Stefania Prestigiacomo mette subito le cose in chiaro. “Al di là degli inviti che possono giungere direttamente ai politici da tiggì e trasmissioni televisive”, dice a La Notizia l’ex ministro per le Pari opportunità commentando gli ultimi dati dell’Agcom, “di solito sono i partiti che indicano chi deve o non deve andare. Se si fa un confronto fra i capigruppo è chiaro che ci sarà una presenza completamente maschile: nessuna donna lo è”. La deputata di Forza Italia spiega quindi di “non avvertire un’esclusione volontaria delle presenze femminile o una deriva maschilista” in Tv e nei dibattiti politici. Ma certo è che, malgrado ciò, un problema di pari opportunità, in politica ma non solo, in Italia esiste eccome.
È così o sbaglio?
No, non sbaglia. Si tratta di un tema indubbiamente al centro dell’agenda politica. Il fatto che nel 2013 si sia arrivati ad avere il Parlamento più “rosa” della storia della Repubblica è il frutto delle politiche fatte negli anni passati e che in questa legislatura sono state messe completamente in secondo piano.
Ce l’ha col Governo?
È un dato di fatto che da 4 anni e mezzo le uniche iniziative in materia siano di natura parlamentare, grazie a un lavoro trasversale e unitario delle componenti femminili delle Camere. Dall’Esecutivo non c’è stata alcuna spinta, e per capirlo basta un particolare.
Ovverosia?
Dopo le dimissioni di Josefa Idem, arrivate appena due mesi dopo la nomina, nessuno dei tre Governi che si sono alternati in questa legislatura ha puntato su un nuovo ministro per le Pari opportunità. Una circostanza che personalmente reputo molto grave.

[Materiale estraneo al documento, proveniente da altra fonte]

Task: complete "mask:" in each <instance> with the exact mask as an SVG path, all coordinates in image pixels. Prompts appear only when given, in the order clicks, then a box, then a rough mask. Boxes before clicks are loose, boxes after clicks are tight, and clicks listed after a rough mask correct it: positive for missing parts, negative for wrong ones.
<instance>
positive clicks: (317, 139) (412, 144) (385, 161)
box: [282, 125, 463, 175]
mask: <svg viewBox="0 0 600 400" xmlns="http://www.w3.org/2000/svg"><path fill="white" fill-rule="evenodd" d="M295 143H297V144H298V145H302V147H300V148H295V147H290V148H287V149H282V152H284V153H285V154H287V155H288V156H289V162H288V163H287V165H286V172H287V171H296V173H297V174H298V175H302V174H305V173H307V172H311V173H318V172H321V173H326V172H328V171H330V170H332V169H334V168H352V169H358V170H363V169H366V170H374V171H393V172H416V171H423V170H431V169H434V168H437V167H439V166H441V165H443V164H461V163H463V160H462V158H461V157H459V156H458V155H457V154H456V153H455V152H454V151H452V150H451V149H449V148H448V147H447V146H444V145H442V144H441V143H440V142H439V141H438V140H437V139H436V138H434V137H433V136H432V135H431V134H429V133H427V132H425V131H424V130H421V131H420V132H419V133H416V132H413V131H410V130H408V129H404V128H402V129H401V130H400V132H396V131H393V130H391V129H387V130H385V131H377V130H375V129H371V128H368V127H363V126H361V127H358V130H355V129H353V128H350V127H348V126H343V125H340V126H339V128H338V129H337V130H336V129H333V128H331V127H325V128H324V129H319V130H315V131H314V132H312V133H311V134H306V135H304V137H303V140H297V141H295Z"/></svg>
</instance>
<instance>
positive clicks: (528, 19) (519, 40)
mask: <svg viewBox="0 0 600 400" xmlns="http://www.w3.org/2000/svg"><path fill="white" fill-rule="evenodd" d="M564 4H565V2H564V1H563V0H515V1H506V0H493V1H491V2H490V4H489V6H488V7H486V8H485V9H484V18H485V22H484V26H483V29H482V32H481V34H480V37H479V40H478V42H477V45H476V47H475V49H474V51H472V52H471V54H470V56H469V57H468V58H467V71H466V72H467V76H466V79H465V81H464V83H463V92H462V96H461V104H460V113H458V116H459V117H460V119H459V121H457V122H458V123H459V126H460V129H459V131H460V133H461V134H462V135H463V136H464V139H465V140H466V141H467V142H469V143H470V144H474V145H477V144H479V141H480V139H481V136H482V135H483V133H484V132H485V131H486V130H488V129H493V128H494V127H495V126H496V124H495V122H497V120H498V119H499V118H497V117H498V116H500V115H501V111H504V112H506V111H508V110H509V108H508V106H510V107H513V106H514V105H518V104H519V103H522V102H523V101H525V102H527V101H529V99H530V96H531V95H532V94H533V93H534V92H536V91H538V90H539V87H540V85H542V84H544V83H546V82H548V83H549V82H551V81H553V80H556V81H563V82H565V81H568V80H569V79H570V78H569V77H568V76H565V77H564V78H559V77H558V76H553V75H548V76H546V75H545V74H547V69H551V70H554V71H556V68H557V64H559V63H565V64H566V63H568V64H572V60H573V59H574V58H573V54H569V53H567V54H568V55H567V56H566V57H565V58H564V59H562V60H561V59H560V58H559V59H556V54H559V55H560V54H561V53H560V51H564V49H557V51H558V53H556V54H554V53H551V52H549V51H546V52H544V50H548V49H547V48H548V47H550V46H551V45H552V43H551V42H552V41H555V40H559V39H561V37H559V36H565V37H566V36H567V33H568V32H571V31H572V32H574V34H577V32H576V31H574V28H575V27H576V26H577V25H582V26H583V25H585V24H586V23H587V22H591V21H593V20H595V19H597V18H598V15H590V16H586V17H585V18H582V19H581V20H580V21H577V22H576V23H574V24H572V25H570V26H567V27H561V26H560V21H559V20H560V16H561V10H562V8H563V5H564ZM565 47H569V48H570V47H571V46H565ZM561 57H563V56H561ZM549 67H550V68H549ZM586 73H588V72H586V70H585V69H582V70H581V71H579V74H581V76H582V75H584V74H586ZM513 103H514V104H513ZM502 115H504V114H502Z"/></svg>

Adesso la palla è nella mani della Boschi. Non le piace?
Il punto non è questo. Giudichiamo i fatti. In questi giorni la Boschi presiederà il G7 delle pari opportunità a Taormina, unica sottosegretaria fra le ministre. Il che rende bene l’idea di quanto questo Governo abbia fatto, o forse sarebbe meglio dire non fatto. La tematica è stata completamente derubricata malgrado in tutti i campi, a cominciare dal lavoro e di conseguenza dalla disparità salariale, è indispensabile raggiungere degli obiettivi.
Ma cosa servirebbe allora?
Una attenzione costante, progetti, iniziative sui territori, monitoraggio continuo, diffusione delle buone pratiche e quando servono leggi mirate come per esempio la legge Golfo la quale prevede che gli organi sociali delle società pubbliche o partecipate devono riservare una quota pari ad almeno un quinto dei propri membri alle donne. Pensi che prima dicevano che non c’erano donne preparate in grado di occupare questi ruoli. Oggi si è scoperto grazie all’obbligo di legge che ce ne sono tantissime.
Anche in Europa però non è proprio tutte rose e fiori…
Ma la situazione è migliore rispetto all’Italia. Si è pensato che la “femminilizzazione” delle Aule parlamentari potesse bastare. Il lavoro da fare resta moltissimo, a cominciare dalle scuole dove si semina una cultura vera di pari opportunità e il rispetto dell’altro. Pensi ai continui femminicidi. Risolvere tutto con le norme penali non basta, è solo un pezzo di strada. E la strada è ancora lunga.